The modern LDS church, while admitting polygamy was practised by some Mormons in the 19th century, does all it can to downplay and dissociate itself from the spectre of spiritual wifery. President Gordon B. Hinckley, even stated in a television interview in 1998, that he considered that polygamy was “not doctrinal”. It would be very surprising if he had been completely unaware of many statements to the contrary made by the most prominent early church leaders. The Mormon pioneers, especially the very many faithful women who unselfishly entered into that demanding form of marriage, believing they were obeying a divinely revealed eternal law of heaven, would have been deeply perplexed to hear a prophet fail to defend that highest of principles. The fact is however, that polygamy has long been a source of embarrassment to most church members, simply because its past practice is so difficult to justify, and there seem to have been no moral or social benefits. Fairly commonly these days, it is misrepresented within popular Mormon culture as having been introduced only in order to protect helpless widows, or because there were more women than men. Neither of those claims is true, but such attempts to rationalise the practice, possibly illustrate the deep unease which is still felt by many. Mormon polygamy has always been news.

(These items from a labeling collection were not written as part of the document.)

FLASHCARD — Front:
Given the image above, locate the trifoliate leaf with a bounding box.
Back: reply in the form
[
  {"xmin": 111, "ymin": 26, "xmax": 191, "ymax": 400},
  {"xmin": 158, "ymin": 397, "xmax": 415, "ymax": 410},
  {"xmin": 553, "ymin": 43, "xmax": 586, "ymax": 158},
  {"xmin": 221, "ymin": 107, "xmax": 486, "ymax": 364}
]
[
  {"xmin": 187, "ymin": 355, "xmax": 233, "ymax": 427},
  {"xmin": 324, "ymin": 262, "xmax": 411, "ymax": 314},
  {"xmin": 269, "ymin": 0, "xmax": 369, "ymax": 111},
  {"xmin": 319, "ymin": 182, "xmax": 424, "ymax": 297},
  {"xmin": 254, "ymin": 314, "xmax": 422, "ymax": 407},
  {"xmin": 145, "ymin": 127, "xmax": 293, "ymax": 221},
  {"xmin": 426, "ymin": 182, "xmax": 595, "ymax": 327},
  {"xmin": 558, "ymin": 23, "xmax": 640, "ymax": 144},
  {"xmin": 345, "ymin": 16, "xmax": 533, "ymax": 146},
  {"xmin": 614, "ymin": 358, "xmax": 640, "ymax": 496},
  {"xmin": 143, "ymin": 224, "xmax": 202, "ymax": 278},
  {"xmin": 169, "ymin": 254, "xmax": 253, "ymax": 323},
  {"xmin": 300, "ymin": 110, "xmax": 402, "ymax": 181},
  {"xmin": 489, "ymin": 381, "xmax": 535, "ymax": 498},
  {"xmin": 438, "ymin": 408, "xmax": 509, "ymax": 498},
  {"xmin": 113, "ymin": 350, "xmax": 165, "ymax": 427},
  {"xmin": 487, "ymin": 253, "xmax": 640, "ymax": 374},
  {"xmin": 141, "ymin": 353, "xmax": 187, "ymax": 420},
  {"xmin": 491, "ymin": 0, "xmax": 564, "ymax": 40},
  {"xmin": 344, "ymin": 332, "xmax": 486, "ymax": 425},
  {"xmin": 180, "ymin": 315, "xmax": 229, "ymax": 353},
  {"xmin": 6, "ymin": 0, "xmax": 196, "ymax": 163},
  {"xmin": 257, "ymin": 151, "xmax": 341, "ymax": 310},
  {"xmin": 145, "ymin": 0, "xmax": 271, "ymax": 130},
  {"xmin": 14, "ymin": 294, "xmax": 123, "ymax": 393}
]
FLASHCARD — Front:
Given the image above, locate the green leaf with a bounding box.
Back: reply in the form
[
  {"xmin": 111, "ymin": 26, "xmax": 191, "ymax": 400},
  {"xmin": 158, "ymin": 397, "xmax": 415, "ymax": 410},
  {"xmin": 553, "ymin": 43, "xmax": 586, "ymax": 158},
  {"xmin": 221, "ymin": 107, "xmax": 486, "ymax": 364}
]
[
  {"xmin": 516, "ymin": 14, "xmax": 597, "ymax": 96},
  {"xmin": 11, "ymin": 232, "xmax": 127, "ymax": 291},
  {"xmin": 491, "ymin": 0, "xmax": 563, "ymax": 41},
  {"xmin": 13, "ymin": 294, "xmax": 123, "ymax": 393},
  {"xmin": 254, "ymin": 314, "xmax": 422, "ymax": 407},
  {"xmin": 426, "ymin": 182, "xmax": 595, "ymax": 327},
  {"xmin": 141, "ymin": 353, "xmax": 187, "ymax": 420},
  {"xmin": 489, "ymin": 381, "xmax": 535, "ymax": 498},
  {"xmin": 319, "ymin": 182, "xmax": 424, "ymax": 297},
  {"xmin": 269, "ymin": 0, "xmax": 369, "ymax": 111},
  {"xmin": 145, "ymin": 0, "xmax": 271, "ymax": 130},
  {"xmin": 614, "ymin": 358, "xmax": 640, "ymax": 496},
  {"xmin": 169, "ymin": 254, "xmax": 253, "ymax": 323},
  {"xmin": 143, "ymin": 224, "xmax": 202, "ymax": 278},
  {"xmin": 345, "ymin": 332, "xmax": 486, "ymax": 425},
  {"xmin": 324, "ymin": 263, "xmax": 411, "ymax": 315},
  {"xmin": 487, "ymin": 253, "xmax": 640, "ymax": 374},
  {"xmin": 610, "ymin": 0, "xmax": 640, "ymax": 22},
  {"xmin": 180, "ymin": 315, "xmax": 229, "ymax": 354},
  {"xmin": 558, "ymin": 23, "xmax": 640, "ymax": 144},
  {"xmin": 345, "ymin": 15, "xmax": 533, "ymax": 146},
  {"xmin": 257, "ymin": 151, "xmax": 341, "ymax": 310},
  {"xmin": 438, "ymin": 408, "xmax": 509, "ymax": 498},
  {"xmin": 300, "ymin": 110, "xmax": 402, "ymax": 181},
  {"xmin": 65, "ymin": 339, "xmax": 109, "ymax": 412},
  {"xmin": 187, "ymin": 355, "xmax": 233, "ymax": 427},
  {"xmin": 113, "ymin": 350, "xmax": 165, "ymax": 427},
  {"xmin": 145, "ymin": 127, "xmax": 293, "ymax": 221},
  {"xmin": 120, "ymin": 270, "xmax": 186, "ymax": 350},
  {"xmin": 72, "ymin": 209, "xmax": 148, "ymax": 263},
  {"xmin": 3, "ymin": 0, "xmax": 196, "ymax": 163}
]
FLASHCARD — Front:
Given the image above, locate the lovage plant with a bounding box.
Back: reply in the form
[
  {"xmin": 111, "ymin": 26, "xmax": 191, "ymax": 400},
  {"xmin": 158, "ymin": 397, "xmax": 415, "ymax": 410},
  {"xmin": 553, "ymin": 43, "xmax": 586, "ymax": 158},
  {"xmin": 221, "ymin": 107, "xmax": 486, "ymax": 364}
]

It is unsurprising then that rumours of Mormon polygamy began to appear in British newspapers by the early 1840s, a full decade before it was officially adopted in 1852. A 17 year old convert, Martha Brotherton, a native of Manchester, England, in 1842 emigrated with some of her family to Nauvoo, Illinois, (then the headquarters of the LDS church), and later that year publicly declared in an affidavit, that soon after her arrival Brigham Young and Joseph Smith had met with her in a locked room, and tried to coerce her into becoming Brigham’s plural wife. This was her introduction to the concept of spiritual wifery, and when she resisted the idea, Smith generously suggested that if she did not like the thought of Brigham being her husband, then she might have him instead. Her public disclosure of these events naturally caused great intrigue and excitement.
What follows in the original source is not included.